To show thread scaling for all five dataframe paths, the scalability plots below use the large 8-7 testcase and split the analysis into one figure per operation. Each solid line is one input path, and the dotted line of the same color shows ideal scaling from that path's 1-thread baseline.
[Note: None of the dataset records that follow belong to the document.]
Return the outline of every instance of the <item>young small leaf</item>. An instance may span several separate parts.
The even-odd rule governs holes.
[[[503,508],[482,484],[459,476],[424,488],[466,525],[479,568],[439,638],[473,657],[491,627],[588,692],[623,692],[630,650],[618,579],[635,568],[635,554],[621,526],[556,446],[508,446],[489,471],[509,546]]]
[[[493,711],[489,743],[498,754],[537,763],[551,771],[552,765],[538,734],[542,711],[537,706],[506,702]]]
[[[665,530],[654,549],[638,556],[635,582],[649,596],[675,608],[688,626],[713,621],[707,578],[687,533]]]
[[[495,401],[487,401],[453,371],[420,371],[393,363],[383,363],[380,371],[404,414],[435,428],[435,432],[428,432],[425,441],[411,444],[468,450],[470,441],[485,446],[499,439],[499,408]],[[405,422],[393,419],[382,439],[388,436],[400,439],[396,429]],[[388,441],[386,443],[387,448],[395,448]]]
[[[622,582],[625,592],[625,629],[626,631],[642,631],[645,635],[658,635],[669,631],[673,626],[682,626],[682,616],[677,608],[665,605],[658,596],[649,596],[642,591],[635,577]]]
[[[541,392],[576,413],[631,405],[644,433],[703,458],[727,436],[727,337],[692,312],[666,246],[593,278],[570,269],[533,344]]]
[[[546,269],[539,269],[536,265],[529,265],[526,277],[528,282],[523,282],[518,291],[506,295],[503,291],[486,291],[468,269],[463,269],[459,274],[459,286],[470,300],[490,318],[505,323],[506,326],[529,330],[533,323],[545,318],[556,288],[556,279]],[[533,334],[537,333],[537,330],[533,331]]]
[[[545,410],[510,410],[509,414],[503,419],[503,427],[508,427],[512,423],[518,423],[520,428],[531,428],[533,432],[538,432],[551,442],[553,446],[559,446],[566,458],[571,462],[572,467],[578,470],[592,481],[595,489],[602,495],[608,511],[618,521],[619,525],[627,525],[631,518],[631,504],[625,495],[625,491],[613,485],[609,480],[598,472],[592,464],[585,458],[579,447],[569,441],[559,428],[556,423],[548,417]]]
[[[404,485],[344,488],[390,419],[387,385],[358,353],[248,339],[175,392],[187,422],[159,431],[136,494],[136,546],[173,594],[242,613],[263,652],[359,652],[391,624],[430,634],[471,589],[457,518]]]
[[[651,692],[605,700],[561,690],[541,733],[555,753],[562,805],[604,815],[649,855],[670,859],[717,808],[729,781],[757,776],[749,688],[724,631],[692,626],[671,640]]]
Across these figures, the same broad pattern repeats: direct Parquet and Polars lazy are the paths that benefit most from threads on large inputs, while Pandas, Pandas Arrow dtypes, and Polars eager flatten earlier because more of their runtime is spent outside the native scan/execute path.

Overlap

Nearest

Count overlaps

Coverage

Cluster

Complement

Merge

Subtract

Summary table (`8-7`)

Path	1-thread geometric mean, direct Parquet = 1.00x	8-thread geometric mean speedup
Direct Parquet (DataFusion)	1.00x	4.89x
Polars lazy	1.03x	4.72x
Polars eager	0.81x	2.46x
Pandas Arrow dtypes	0.77x	2.48x
Pandas	0.54x	1.86x

Conclusions

If your data already lives in Parquet, the best default is still the native Parquet/DataFusion path. It is the fastest choice for the heaviest workload in this benchmark, overlap, and it scales best overall.
If you want DataFrame ergonomics without giving up much performance, Polars lazy is the sweet spot. It wins 6 of 8 single-thread operations and stays very close to the native path at 8 threads.
Pandas Arrow dtypes is a real improvement, not a rounding error. It is materially faster than classic Pandas and scales better, which makes Pandas 3.x interoperability much more attractive than before.
But Arrow-backed Pandas does not erase the cost of eager Python DataFrames. The lazy/native paths are still in a different performance class once workloads get large.
Polars eager sits in the middle: usually better than classic Pandas, often close to Pandas Arrow dtypes, but still clearly behind Polars lazy and direct Parquet on this benchmark.

All benchmark configs and raw results are available in the polars-bio-bench repository.